La roue de secours, située
sur le côté permet de remplacer un pneu crevé sans devoir vider tout le coffre,
on appréciera !
A l'arrière, les poignées de maintien sont prévues ainsi que des cendriers.
La finition en simili-cuir
(en option) est du plus bel effet.
La vitre arrière ne se
descend toutefois pas jusqu'en bas : sécurité oblige ? Certes, mais quelques
centimètres
de plus n'auraient pas étés désagréables.
Passons aux places avant.
Le tableau de bord en inox
est superbement bien travaillé.

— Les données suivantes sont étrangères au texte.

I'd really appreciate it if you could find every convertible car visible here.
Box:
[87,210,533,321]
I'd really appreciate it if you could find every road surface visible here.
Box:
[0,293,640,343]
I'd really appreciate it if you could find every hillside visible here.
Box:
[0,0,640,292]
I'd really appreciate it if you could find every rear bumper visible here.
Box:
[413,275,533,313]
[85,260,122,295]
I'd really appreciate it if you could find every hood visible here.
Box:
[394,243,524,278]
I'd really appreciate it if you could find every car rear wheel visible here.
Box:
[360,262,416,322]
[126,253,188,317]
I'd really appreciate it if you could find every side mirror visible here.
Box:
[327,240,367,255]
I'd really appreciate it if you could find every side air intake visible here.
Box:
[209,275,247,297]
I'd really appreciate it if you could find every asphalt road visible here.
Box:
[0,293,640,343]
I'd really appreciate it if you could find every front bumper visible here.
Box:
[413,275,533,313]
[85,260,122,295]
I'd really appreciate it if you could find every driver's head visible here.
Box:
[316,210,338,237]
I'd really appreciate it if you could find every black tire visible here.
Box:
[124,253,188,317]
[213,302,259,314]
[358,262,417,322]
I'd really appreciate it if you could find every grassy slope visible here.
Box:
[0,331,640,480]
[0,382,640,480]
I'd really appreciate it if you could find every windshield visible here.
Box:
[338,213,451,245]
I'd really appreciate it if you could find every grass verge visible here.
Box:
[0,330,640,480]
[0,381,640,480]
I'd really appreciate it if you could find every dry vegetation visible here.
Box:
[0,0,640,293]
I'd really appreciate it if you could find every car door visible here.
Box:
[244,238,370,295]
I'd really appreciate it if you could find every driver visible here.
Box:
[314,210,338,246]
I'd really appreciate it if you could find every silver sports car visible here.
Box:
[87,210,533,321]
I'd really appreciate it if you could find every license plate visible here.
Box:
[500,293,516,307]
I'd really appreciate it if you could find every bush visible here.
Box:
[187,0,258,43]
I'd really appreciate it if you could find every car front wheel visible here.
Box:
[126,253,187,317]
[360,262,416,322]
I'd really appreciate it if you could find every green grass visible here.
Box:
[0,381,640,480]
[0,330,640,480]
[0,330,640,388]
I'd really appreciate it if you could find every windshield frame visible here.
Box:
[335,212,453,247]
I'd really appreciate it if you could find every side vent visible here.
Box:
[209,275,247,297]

Mais qu'es-ce qu'il est simple ! 3 cadrans Jaeger, et quelques boutons.... Cela fait trop sobre pour l'époque.
On se consolera alors avec
une visibilité exceptionnelle, presque aucun angle mort, le retro est même
pourvu d'un anti-éblouissant !
Les sièges, étudiés par des
médecins ergonomistes, sont particulièrement appréciables. Pas de douleur
dorsale et une assise digne des plus grandes voitures des années 60'.
Entre les deux sièges,
accoudoir et vide-poche, la boîte à gants sans porte semble sans fin, que
c'est grisant pourrait dire madame !
Ah....quelle belle réussite ! Son cahier des charges bien étudié nous permet de
voir des Renault 12 en Turquie et dans les pays de l'Est, car Renault, comme pour la 18, souhaitait la rendre
européenne : paris réussi !
Familiale, parce qu'elle est déclinée en plusieurs versions, et surtout la
version break, très appréciée, aussi parce que toutes ses déclinaisons font d'elle, une voiture
remarquable pour tout un chacun : berline ou break, version grand tourisme ou luxe.
Elle a de nombreuses qualités la 12 ! Sa tenue de route est remarquable, sa
conduite est très appréciée dès le début et l'on ne craint pas une sortie de route dans les virages. Sa consommation est
peu élevée, car il faut compter 6,95l aux 100 sur le modèle de base la L.
Côté habitabilité, la marque au losange ne se disperse pas : comme sur toute
sa gamme, l'intérieur est conçu avec beaucoup de soin. Les sièges sont
ergonomiques, la garde au toit à l'arrière est élevée, et la visibilité est
étudiée avec beaucoup de soin, on aperçoit le paysage de manière nouvelle !
Le coffre ne ressemble pas à une boîte à bijoux. Il est grand et spacieux, son
accessibilité est accrue grâce au décroché de la malle.
Mais les premières Renault 12 comportent aussi des défauts. A vive allure, le
niveau sonore est élevé, et on a vite l'impression que la voiture arrive à sa
puissance maximum à.....90km/h seulement !
Les vitres arrière sont décevantes et dangereuses. Un angle coupant est dégagé
lorsque la vitre est descendue à fond, c'est à dire au 1/2 seulement ! Les
premiers tableaux de bord sont tristes et incomplets, même la petite Renault 5 semble avoir plus
d'option que sur la grande routière. Enfin, sa tenue de route est parfaite malgré
son essieu rigide à l'arrière digne des voitures des années 50'. Renault n'a
rien laissé de côté.
Mais d'autres versions pointent le bout de leur nez...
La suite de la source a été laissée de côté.